A one-year-old artificial-intelligence (AI) startup born out of a Chinese hedge fund released a powerful AI model on January 20 that is challenging investors’ assumptions about the economics of building such systems.
R1, as the model is called, is an open-source, advanced-reasoning model—the kind that is designed to mimic the way humans think through problems. It was developed by DeepSeek, whose founder, Liang Wenfeng, reportedly accumulated 10,000 of NVIDIA’s graphics processing units (GPUs) while at his quantitative hedge fund, which relied on machine-learning investment strategies. The kicker: DeepSeek says it spent less than US$6 million to train the model that was used as a base for R1—a fraction of the billions of dollars that Western companies such as OpenAI have spent on their foundational models. This detail stunned the market and walloped the share prices of large tech companies and other parts of the burgeoning AI industry on January 27.

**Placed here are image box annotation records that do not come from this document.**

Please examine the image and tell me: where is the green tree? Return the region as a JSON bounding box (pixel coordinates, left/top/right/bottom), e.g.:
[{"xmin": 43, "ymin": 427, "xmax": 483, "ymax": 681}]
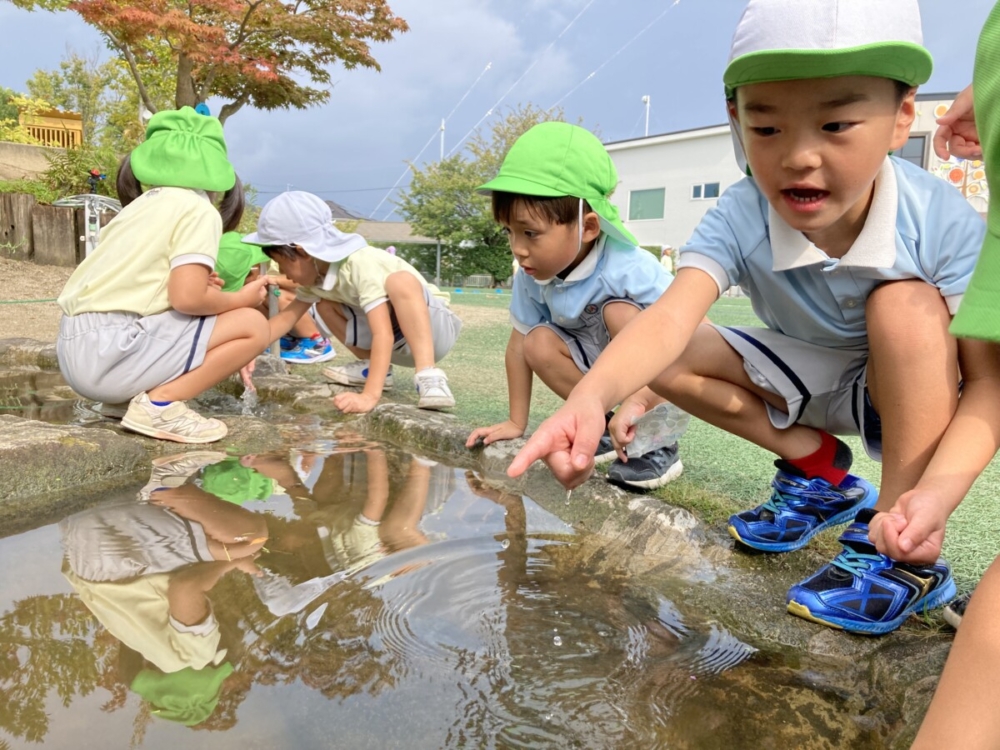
[
  {"xmin": 11, "ymin": 0, "xmax": 408, "ymax": 122},
  {"xmin": 398, "ymin": 104, "xmax": 563, "ymax": 290}
]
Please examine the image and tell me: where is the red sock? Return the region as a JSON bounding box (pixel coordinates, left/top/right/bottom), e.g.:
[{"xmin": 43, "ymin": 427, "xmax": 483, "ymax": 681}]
[{"xmin": 784, "ymin": 432, "xmax": 854, "ymax": 487}]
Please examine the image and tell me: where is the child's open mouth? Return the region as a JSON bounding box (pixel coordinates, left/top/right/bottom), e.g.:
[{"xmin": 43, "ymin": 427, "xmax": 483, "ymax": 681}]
[{"xmin": 781, "ymin": 188, "xmax": 830, "ymax": 211}]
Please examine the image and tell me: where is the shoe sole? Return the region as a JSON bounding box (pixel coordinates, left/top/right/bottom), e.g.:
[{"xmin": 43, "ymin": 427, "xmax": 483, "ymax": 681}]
[
  {"xmin": 608, "ymin": 459, "xmax": 684, "ymax": 490},
  {"xmin": 122, "ymin": 419, "xmax": 229, "ymax": 445},
  {"xmin": 727, "ymin": 485, "xmax": 878, "ymax": 552},
  {"xmin": 417, "ymin": 398, "xmax": 455, "ymax": 410},
  {"xmin": 788, "ymin": 577, "xmax": 958, "ymax": 635}
]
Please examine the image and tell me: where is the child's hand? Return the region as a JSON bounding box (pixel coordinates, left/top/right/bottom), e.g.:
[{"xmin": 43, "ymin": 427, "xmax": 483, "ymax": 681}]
[
  {"xmin": 465, "ymin": 419, "xmax": 524, "ymax": 448},
  {"xmin": 507, "ymin": 397, "xmax": 605, "ymax": 489},
  {"xmin": 239, "ymin": 276, "xmax": 273, "ymax": 307},
  {"xmin": 868, "ymin": 490, "xmax": 949, "ymax": 564},
  {"xmin": 608, "ymin": 398, "xmax": 646, "ymax": 462},
  {"xmin": 333, "ymin": 391, "xmax": 379, "ymax": 414},
  {"xmin": 934, "ymin": 86, "xmax": 983, "ymax": 161}
]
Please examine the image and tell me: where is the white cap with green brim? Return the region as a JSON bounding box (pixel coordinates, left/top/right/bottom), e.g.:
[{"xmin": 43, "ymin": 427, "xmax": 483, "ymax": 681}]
[{"xmin": 723, "ymin": 0, "xmax": 933, "ymax": 99}]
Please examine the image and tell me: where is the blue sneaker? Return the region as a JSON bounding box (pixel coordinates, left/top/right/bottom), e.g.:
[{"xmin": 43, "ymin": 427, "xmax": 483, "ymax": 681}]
[
  {"xmin": 787, "ymin": 510, "xmax": 957, "ymax": 635},
  {"xmin": 729, "ymin": 459, "xmax": 878, "ymax": 552}
]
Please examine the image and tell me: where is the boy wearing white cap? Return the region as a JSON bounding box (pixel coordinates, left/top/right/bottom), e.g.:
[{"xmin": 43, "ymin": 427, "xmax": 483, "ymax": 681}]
[
  {"xmin": 243, "ymin": 191, "xmax": 462, "ymax": 413},
  {"xmin": 509, "ymin": 0, "xmax": 1000, "ymax": 634}
]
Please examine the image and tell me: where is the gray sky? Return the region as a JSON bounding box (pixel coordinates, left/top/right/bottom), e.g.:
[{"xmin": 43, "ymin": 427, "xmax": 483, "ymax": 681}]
[{"xmin": 0, "ymin": 0, "xmax": 994, "ymax": 219}]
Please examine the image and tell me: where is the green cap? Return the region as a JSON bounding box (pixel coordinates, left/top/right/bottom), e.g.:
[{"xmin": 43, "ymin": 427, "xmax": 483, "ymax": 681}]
[
  {"xmin": 130, "ymin": 664, "xmax": 233, "ymax": 727},
  {"xmin": 201, "ymin": 458, "xmax": 274, "ymax": 505},
  {"xmin": 950, "ymin": 3, "xmax": 1000, "ymax": 341},
  {"xmin": 722, "ymin": 0, "xmax": 934, "ymax": 98},
  {"xmin": 131, "ymin": 107, "xmax": 236, "ymax": 192},
  {"xmin": 476, "ymin": 122, "xmax": 638, "ymax": 245},
  {"xmin": 215, "ymin": 232, "xmax": 271, "ymax": 292}
]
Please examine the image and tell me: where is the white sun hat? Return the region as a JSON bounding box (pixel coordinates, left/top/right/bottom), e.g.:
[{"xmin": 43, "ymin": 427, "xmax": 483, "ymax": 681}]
[
  {"xmin": 723, "ymin": 0, "xmax": 933, "ymax": 98},
  {"xmin": 243, "ymin": 190, "xmax": 368, "ymax": 263}
]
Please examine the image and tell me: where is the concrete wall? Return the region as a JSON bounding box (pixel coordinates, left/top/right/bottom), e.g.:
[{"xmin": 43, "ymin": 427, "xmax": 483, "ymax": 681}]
[{"xmin": 0, "ymin": 142, "xmax": 63, "ymax": 180}]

The knee-jerk reactions are a reminder that we are still in the early stages of a potential AI revolution, and that no matter the conviction some insiders and onlookers may seem to have, no one knows with certainty where the path will lead, let alone how many twists and turns the industry will encounter along the way. As more details become available, companies and investors will be able to better assess the broader implications of DeepSeek’s achievement, which may reveal that the initial market reaction was overdone in some cases. However, should DeepSeek’s claims that its methods lead to dramatic improvements in cost efficiency be substantiated, it may actually bode well for the adoption of AI tools over time.
Although the techniques employed by DeepSeek are not entirely new, the company’s execution is considered extraordinary for how it significantly reduced training and inference costs. The company reportedly not only used fewer and less-powerful chips but also trained its model in a matter of weeks. There is considerable debate regarding the accuracy of the roughly US$6 million training cost figure that has been reported as well as speculation that DeepSeek may have utilized rival models such as Meta Platforms’ Llama, Alibaba’s Qwen, and OpenAI’s GPT-4 in a process known as distillation to create a student model. Therefore, it may be that the true training cost of DeepSeek’s model is understated.
There is the risk that more efficient AI models may reduce the growth rate of demand for computing power and, in turn, the pace of investment in AI infrastructure. But while investors seem to have equated improved efficiency with a diminished need for AI infrastructure, the history of technology shows that better performance and lower costs typically lead to wider adoption and faster growth over time. AI could follow the same trajectory.
Among the likely beneficiaries of cheaper, more efficient AI are the software providers building applications on top of these models. As more users discover the advantages of AI, increased demand for user-facing software also helps the cloud-services companies that provide the computing power and data storage. However, the commoditization of large language models may negatively affect creators of these models, particularly those that have eschewed open-source technology.
Also, greater computing efficiency may lead to higher volumes of cloud data and thus the need for more data centers and electrical power over time. This would benefit infrastructure providers on the condition that higher demand more than offsets price declines.
The field of AI is still evolving, and further advances in the technology and the methods for developing it are likely. Innovation is always disruptive, but on the whole, DeepSeek’s breakthrough would seem to be a good sign for the industry.